LE PACTE 2 (2001)

Dans une école huppée, un étudiant mystérieux propose à trois garçons de s’adonner à la sorcellerie pour se venger de ceux qui leur causent du tort…

THE BROTHERHOOD 2 : YOUNG WARLOCKS

 

2001 – USA

 

Réalisé par David DeCoteau

 

Avec Forrest Cochran, Sean Faris, Stacey Scowley, Jennifer Capo, Justin Allen, C.J. Thomason, Noah Frank, Greg Lycskowski, Julie Briggs, Ari Welkom, Holly Sampson

 

THEMA SORCELLERIE ET MAGIE I SAGA CHARLES BAND

Le Pacte s’était révélé une bonne affaire pour David DeCoteau : un petit budget, un tournage express, un nombre limité de décors, des jeunes acteurs inconnus et à l’arrivée un beau succès dans les vidéoclubs. Toujours épaulé par Charles Band, en tant que producteur exécutif, mais maître de ses décisions depuis qu’il est à la tête de sa récente compagnie de production Rapid Heart Pictures, DeCoteau décide de battre le fer tant qu’il est chaud. S’il conserve le même principe narratif et les mêmes ingrédients que pour le premier film, il décide cependant de s’intéresser à une autre confrérie et à d’autres maléfices dans Le Pacte 2. De fait, l’action se situe toujours sur un campus mais les personnages ont changé, le cadre aussi, tout comme le rituel secret au cœur de l’intrigue. Rédigé par Matthew Jason Walsh d’après une histoire qu’il a écrite avec DeCoteau et Dave Parker, le scénario s’éloigne ainsi du vampirisme pour s’orienter vers une pratique de la sorcellerie plus explicite. Et pour mieux créer l’ambiguïté, le récit évacue longtemps tout élément surnaturel, nous laissant imaginer dans un premier temps que nous avons surtout affaire à de la manipulation d’esprit et à de l’autosuggestion.

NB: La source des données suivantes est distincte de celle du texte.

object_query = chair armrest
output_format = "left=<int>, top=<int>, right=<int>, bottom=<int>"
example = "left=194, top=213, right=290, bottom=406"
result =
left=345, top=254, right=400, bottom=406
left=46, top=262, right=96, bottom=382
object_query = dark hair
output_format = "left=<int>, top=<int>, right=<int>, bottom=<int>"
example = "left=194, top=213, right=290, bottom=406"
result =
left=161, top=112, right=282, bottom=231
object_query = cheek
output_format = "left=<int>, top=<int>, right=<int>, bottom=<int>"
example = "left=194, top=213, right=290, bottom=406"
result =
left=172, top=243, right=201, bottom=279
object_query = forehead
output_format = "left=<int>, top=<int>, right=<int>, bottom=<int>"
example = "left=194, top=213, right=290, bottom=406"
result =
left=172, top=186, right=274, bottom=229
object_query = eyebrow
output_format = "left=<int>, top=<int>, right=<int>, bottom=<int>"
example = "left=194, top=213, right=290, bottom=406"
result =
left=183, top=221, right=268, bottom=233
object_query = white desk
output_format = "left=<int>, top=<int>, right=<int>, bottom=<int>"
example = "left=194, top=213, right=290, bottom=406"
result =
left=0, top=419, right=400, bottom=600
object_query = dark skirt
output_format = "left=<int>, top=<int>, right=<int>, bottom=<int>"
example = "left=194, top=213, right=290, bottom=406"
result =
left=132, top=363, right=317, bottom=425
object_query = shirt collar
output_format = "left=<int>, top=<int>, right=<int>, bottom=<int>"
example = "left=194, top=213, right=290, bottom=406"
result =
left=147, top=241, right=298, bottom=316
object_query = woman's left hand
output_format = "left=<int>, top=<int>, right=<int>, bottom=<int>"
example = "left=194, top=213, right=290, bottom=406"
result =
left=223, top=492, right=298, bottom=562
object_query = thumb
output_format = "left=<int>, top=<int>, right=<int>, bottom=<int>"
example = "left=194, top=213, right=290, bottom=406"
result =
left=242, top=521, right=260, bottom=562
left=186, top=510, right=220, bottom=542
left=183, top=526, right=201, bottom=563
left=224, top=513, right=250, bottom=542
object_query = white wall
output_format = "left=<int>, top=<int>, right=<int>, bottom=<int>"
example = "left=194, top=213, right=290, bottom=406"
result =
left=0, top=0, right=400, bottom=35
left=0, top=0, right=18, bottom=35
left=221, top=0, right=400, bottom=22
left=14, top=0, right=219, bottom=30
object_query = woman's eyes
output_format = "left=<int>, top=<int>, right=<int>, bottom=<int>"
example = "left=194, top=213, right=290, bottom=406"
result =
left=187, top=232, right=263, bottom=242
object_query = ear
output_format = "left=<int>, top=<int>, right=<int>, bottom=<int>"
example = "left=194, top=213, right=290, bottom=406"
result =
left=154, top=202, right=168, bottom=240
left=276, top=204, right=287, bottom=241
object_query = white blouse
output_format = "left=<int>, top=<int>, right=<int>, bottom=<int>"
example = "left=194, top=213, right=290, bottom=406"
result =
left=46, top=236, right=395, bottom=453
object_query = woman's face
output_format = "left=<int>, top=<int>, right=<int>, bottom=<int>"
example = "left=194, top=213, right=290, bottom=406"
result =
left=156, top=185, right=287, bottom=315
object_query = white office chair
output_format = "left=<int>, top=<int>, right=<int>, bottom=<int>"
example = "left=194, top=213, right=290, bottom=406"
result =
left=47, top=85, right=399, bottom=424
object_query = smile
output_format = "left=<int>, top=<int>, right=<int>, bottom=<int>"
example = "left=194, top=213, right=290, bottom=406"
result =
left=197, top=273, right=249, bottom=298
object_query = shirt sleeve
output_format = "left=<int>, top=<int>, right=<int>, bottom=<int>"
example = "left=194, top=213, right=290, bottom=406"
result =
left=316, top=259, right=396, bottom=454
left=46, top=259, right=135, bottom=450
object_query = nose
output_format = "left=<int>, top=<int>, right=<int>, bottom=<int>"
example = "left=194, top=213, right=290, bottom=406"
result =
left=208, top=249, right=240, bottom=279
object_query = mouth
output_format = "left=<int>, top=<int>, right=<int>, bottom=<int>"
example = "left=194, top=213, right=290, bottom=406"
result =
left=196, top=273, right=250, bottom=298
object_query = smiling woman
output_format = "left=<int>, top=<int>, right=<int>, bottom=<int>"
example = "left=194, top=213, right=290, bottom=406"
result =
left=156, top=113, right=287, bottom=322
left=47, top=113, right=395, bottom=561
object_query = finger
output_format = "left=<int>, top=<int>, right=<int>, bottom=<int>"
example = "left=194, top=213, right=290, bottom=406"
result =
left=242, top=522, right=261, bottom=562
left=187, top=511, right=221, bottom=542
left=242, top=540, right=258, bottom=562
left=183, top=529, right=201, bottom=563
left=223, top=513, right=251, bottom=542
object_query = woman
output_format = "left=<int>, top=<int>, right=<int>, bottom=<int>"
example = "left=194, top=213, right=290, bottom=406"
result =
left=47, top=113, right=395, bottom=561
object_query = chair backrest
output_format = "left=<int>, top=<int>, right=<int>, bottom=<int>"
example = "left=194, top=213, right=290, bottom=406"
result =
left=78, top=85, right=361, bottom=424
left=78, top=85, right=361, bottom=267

L’histoire du Pacte 2 s’intéresse à John Van Owen (Sean Faris), élève dans une école privée huppée et très réputée, la Chandler Academy. Ici, tout le monde porte l’uniforme et on ne plaisante pas avec la discipline. Les deux meilleurs amis de John sont, comme lui, un peu marginaux. Il s’agit de Matt (Justin Allen) et Marcus (C.J. Thomason). Comme ils ne rentrent pas vraiment dans les cases, nos trois compères sont régulièrement chahutés – pour ne pas dire harcelés voire malmenés – par le groupe de sportifs lourdauds que mène l’antipathique Harlan (Noah Frank). Pas évident, dans ces conditions, de tenter de séduire la jolie Mary (Stacey Scowley), qui semble pourtant faire les yeux doux à notre jeune héros. Un jour, un nouvel étudiant débarque de nulle part : Luc (Forrest Cochran). Amateur de jeux de cartes, ténébreux, énigmatique, il propose à John et à ses amis de se venger de ceux qui leur causent du tort. En échange, il leur demande leur amitié, leur honnêteté et leur loyauté. « Je vous donne le monde ! » promet-il. Pour y parvenir, ils doivent d’abord accepter d’enfreindre les dix commandements. Et la mécanique infernale s’enclenche…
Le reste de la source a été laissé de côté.